Jesus did not seem to be using common sense when he sent the Apostles out with nothing but a walking stick. The Apostles did not seem to be using common sense when they followed his instructions but they trusted there was hidden wisdom in it. Sometimes God asks us to do things that don’t seem at all sensible; these ideas appear risky, foolhardy, misguided. But God insistently whispers, “Trust me. I got you.” If we take the risk, we may be pulled closer to where God is. And maybe, like the Apostles, being blessedly unencumbered will allow us to work miracles.

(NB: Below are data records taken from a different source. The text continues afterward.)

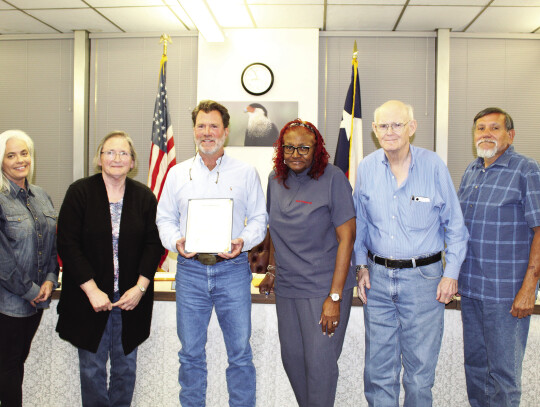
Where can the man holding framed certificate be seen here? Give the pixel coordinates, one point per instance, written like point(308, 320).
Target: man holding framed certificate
point(212, 211)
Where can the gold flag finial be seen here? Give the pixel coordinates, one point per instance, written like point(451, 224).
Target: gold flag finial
point(165, 38)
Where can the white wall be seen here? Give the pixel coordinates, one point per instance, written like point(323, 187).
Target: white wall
point(292, 55)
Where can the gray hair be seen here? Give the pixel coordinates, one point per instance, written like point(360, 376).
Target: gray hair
point(19, 135)
point(115, 133)
point(408, 108)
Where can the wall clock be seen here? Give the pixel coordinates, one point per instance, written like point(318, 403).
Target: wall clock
point(257, 79)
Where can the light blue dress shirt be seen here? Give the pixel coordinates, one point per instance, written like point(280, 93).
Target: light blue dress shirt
point(191, 179)
point(416, 219)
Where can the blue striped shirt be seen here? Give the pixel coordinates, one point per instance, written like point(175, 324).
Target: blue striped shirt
point(501, 205)
point(413, 220)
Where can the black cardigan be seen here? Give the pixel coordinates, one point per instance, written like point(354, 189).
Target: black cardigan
point(85, 247)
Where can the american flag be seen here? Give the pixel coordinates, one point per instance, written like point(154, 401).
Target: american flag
point(349, 150)
point(162, 154)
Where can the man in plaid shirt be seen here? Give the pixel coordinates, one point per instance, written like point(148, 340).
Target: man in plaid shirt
point(500, 200)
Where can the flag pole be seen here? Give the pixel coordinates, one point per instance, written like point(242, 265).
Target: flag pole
point(165, 38)
point(355, 65)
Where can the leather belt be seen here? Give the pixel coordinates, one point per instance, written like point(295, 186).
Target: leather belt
point(208, 259)
point(405, 264)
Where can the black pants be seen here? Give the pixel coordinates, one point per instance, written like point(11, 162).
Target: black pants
point(16, 336)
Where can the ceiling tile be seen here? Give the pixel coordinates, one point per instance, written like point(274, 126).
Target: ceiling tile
point(230, 13)
point(29, 4)
point(141, 19)
point(449, 2)
point(125, 3)
point(429, 18)
point(507, 20)
point(513, 3)
point(287, 16)
point(355, 18)
point(75, 19)
point(286, 2)
point(16, 22)
point(368, 2)
point(179, 11)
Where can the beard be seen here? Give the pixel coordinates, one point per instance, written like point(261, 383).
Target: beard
point(218, 145)
point(486, 152)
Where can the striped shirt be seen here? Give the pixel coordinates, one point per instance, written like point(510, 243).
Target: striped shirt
point(501, 205)
point(420, 217)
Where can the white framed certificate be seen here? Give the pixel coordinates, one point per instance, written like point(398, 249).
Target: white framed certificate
point(209, 225)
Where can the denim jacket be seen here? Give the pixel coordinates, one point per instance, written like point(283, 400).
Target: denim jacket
point(27, 248)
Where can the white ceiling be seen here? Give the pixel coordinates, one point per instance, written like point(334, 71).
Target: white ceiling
point(131, 16)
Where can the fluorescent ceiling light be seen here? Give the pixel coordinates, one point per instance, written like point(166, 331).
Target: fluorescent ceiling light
point(231, 13)
point(203, 19)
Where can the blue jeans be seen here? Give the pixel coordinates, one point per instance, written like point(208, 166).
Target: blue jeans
point(225, 285)
point(93, 370)
point(494, 343)
point(404, 325)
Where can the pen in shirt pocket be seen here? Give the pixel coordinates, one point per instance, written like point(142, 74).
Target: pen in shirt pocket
point(419, 198)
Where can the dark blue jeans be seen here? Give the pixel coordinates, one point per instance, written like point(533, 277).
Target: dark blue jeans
point(199, 288)
point(93, 369)
point(404, 325)
point(16, 336)
point(494, 343)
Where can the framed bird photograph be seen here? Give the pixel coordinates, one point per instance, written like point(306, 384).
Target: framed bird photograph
point(257, 124)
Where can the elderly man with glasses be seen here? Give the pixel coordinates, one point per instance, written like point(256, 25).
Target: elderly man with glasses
point(407, 215)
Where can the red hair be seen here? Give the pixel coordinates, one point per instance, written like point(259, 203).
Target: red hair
point(320, 155)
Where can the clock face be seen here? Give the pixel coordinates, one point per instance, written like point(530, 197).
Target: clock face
point(257, 79)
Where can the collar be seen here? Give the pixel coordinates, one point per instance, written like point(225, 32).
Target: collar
point(14, 189)
point(503, 160)
point(300, 177)
point(220, 161)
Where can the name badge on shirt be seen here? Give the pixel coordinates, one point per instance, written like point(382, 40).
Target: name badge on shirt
point(420, 198)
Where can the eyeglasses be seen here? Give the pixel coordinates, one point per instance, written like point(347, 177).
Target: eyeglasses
point(219, 166)
point(302, 150)
point(111, 154)
point(397, 127)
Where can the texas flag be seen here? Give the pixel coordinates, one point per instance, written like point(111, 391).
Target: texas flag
point(349, 150)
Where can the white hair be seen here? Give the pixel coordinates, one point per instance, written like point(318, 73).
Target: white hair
point(19, 135)
point(408, 108)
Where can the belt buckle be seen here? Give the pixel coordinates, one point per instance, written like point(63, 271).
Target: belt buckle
point(207, 259)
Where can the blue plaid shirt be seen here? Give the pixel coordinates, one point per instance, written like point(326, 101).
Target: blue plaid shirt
point(501, 205)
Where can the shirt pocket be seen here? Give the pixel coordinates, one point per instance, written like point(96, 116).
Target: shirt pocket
point(52, 218)
point(19, 226)
point(419, 215)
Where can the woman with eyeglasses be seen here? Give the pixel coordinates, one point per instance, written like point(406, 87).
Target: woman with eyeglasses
point(110, 248)
point(28, 261)
point(312, 230)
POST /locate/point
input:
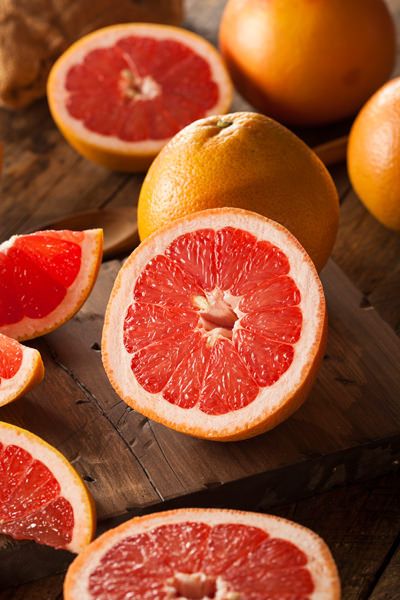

I’d like to leave you with three questions to ponder:
Can you remember a time when you were certain you didn’t have what you needed and yet everything miraculously came together? Can you identify God’s providential care in that event?
Is there something that you are holding onto that might be a barrier to God calling you to deeper discipleship?
Might God be asking you to do something that defies common sense? What would you have to do to embrace that path?